アイは四つん這いになって、その場でグルグル回りました。そしてお尻を振りながら「ワンワン」と鳴くのでした。


「ワンワン」


「いいね、本当に犬に見えてきたよ。じゃあ、僕が人間をするよ。でも、人間ってどうやって鳴くのかな」


「ありがとう、とか、ご機嫌よう、とかかなワン。……ワンワン」


「ありがとう。ご機嫌よう。ありがとう」

「ワンワン」

「いえいえ、こちらこそ。お気になさらずに」

「ワンワン、ウゥ〜……ワン!」

「さすがです社長。社長のおっしゃる通り!」


お互い鳴き声を飛ばし合います。


そしてようやく、クァシンは目一杯ボールを放り投げました。投げられたボールは大空へ吸い込まれ、アイはそれを、四つ足で野を駆け、追いかける追いかける。

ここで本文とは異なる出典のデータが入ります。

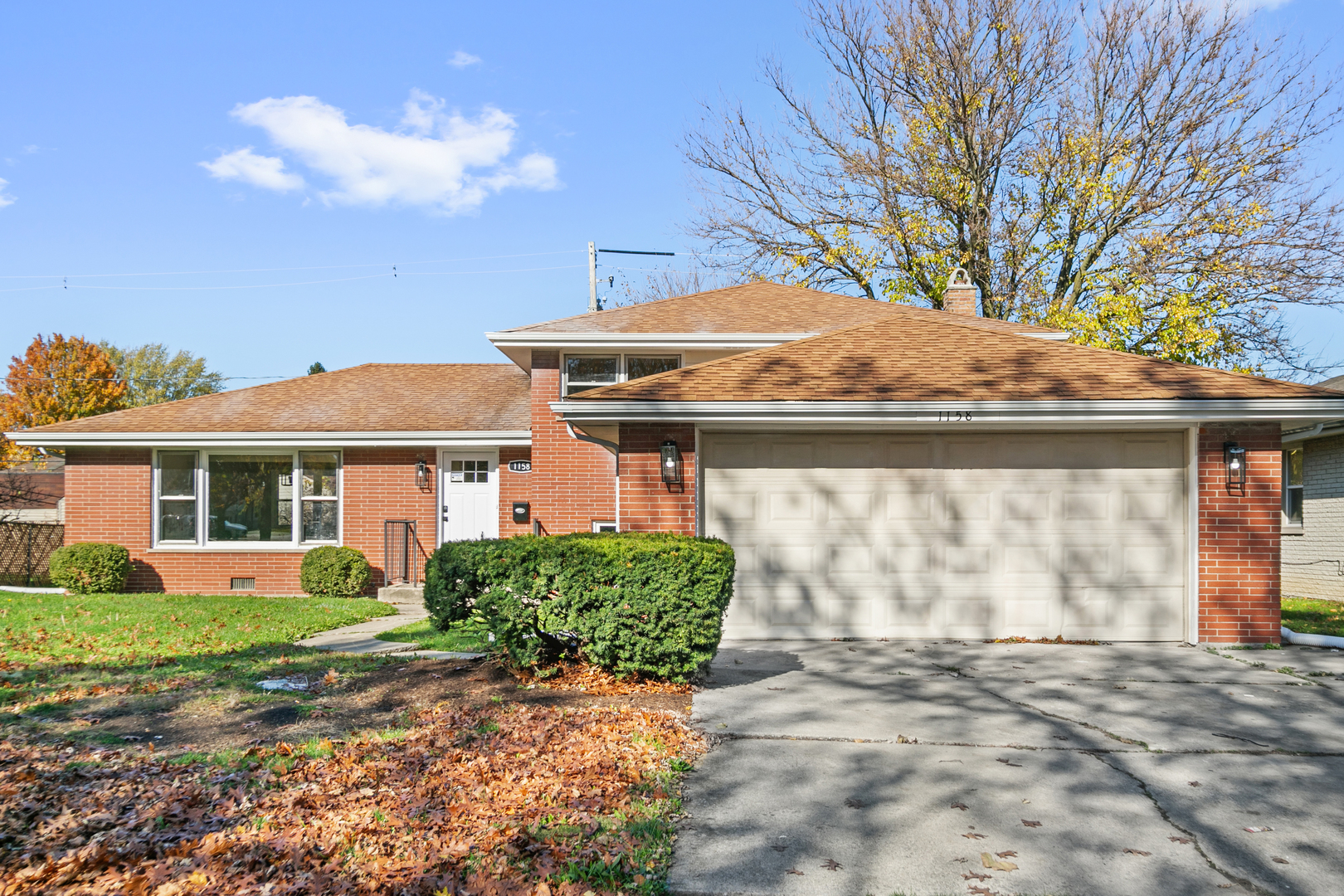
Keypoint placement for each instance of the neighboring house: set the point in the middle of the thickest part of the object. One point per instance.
(882, 470)
(1313, 508)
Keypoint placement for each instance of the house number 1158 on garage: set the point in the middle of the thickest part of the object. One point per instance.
(956, 416)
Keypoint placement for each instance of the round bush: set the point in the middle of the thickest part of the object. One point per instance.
(335, 572)
(90, 567)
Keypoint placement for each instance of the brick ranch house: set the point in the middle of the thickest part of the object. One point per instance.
(882, 470)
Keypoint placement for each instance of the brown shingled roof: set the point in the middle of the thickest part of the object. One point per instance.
(941, 359)
(370, 398)
(753, 308)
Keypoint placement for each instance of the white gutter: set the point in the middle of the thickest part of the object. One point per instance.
(446, 438)
(945, 414)
(1298, 436)
(552, 338)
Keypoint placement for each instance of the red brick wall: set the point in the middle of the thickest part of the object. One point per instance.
(648, 504)
(108, 499)
(1238, 536)
(379, 484)
(514, 486)
(572, 481)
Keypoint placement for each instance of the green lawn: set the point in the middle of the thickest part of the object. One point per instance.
(56, 650)
(1313, 617)
(464, 635)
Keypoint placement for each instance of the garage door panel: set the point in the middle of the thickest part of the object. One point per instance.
(1083, 548)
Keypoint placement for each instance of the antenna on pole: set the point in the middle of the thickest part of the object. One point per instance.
(593, 305)
(593, 251)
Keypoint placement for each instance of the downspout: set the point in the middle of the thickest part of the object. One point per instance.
(615, 449)
(1311, 640)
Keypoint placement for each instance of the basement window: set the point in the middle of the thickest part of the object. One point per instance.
(1293, 490)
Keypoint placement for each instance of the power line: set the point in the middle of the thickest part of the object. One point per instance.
(260, 270)
(308, 282)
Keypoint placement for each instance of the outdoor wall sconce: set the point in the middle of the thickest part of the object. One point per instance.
(1234, 458)
(670, 462)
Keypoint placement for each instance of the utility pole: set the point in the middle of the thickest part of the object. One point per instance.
(592, 277)
(593, 251)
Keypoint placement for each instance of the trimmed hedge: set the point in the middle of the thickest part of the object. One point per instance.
(90, 567)
(631, 602)
(335, 572)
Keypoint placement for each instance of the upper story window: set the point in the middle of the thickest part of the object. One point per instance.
(249, 499)
(582, 373)
(1293, 488)
(589, 371)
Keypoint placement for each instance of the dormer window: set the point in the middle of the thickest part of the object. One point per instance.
(589, 371)
(583, 373)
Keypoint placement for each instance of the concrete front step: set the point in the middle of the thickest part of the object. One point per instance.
(402, 594)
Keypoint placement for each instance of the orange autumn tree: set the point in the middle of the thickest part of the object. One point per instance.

高く上がったボールは頂点でスッと止まり一回転すると、今度は地面へ向かって放物線の後半を落ちてゆくのです。これが物理です。


アイは落下地点を見きわめ、走ります。


だんだん距離を近づけるボールとアイ。


しかし、ボールとアイは巡り合いませんでした。


ボールが飛んでったその先に、一本だけ孤独に生える一本杉があったのです。

高い高ーい一本杉です。


つまり何が起こったかというと、ボールは地面へは落ちずに、一本杉の枝に引っかかって、


——さらにアイは木の幹と衝突しました。


鼻から血を流すアイ。


クァシンが心配してやってきます。


「大丈夫かい」


「うん。でも」


アイは高い木を見上げました。

落ちてこないボール。

一本杉を蹴ってみましたが、びくともしません。


「よし」とアイは再び思いつきました。「今度は、猿になるよ」


「どういうこと?」


犬の次は猿です。


「この木を登る」


アイは木の幹に腕を回してしがみつきました。


クァシンが下からお尻を押し上げます。


少しのぼりました。


「いいよその調子」


アイは少しずつコツを覚え、やがてするすると登って行けるようになりました。

ボールのある枝までゆくにはかなり時間がかかりそうです。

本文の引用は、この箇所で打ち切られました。